Anecdotes for word-lovers
Much fun can be had with the English language, some of which is quite thought-provoking. One particular favourite of mine is: Time flies like an arrow. Fruit flies like a banana.
This just shows how parts of speech can change, without much evidence of change in writing or sound to the listener:
grammatical parts | grammatical term |
---|---|
Time | subject (the thing doing the action) |
flies | verb (the action or thing being done) |
like an arrow. | complement (additional elements) |
Fruit flies | subject |
like | verb |
a banana. | complement |
If the second phrase were to retain the grammatical parts of the first, it would be most odd: Fruit (it) flies like a banana.
grammatical parts | grammatical term |
---|---|
Time | subject (the thing doing the action) |
flies | verb (the action or thing being done) |
like an arrow. | complement (additional elements) |
Fruit | subject |
flies | verb |
like a banana. | complement |
This shows the difference between these two examples more clearly, with the changing subjects in bold italic and the verbs in italic.
In table 1 above:
Time [it] flies like an arrow. Fruit flies [they] like a banana.
In table 2 above:
Time [it] flies like an arrow. Fruit [it] flies like a banana.
Here is the full list for your amusement:
- Time flies like an arrow. Fruit flies like a banana.
- What’s the definition of a will? It’s a dead giveaway.
- A backward poet writes inverse.
- In democracy, it’s your vote that counts; in feudalism, it’s your count that votes.
- She had a boyfriend with a wooden leg, but broke it off.
- A chicken crossing the road is poultry in motion.
- If you don’t pay your exorcist, you get repossessed.
- With her marriage, she got a new name and a dress.
- Show me a piano falling down a mineshaft and I’ll show you A-flat miner.
- When a clock is hungry, it goes back four seconds.
- The man who fell into an upholstery machine is fully recovered.
- A grenade thrown into a kitchen in France would result in Linoleum Blownapart.
- You feel stuck with your debt, if you can’t budge it.
- Local area network in Australia: the LAN down under.
- He often broke into song, because he couldn’t find the key.
- Every calendar’s days are numbered.
- A lot of money is tainted.
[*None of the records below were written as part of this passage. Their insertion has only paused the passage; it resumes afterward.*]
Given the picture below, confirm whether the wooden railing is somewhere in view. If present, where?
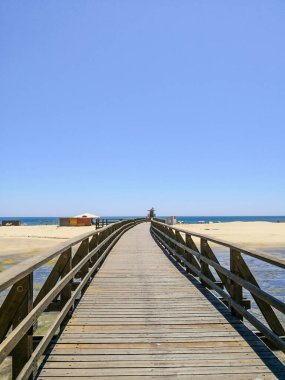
[0,219,145,380]
[151,220,285,352]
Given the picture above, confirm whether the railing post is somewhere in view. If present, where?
[185,234,200,276]
[12,273,33,379]
[60,248,72,307]
[230,248,243,320]
[200,238,210,287]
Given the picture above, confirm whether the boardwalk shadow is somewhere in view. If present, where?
[152,230,285,379]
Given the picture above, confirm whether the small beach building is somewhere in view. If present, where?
[59,212,100,227]
[2,220,21,226]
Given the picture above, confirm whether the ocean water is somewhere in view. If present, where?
[172,215,285,224]
[0,215,285,226]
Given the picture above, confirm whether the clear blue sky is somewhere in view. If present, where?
[0,0,285,216]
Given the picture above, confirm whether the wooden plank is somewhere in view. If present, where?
[39,224,285,379]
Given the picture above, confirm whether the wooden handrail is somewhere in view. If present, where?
[0,219,145,379]
[151,220,285,352]
[152,221,285,269]
[0,221,138,292]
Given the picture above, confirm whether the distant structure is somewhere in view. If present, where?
[59,212,100,227]
[2,220,21,226]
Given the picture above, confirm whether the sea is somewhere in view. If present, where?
[0,215,285,327]
[0,215,285,226]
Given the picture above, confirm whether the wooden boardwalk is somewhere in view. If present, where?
[38,223,285,380]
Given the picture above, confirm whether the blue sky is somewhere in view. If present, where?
[0,0,285,216]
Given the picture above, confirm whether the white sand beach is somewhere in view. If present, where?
[0,226,95,270]
[0,222,285,260]
[173,222,285,250]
Taint yours and taint mine.
- A boiled egg in the morning is hard to beat.
- He had a photographic memory which was just never developed.
- A plateau is a high form of flattery.
- The short fortune-teller who escaped from prison was a small medium at large.
- Those who get too big for their britches will be exposed in the end.
- When you’ve seen one shopping centre, you’ve seen a mall.
- Those who jump off a Paris bridge are in Seine.
- When an actress saw her first strands of grey hair, she thought she’d dye.
- Bakers trade bread recipes on a knead-to-know basis.
- Santa’s helpers are subordinate clauses.
- Acupuncture is a jab well done.
- Marathon runners with bad footwear suffer the agony of defeat.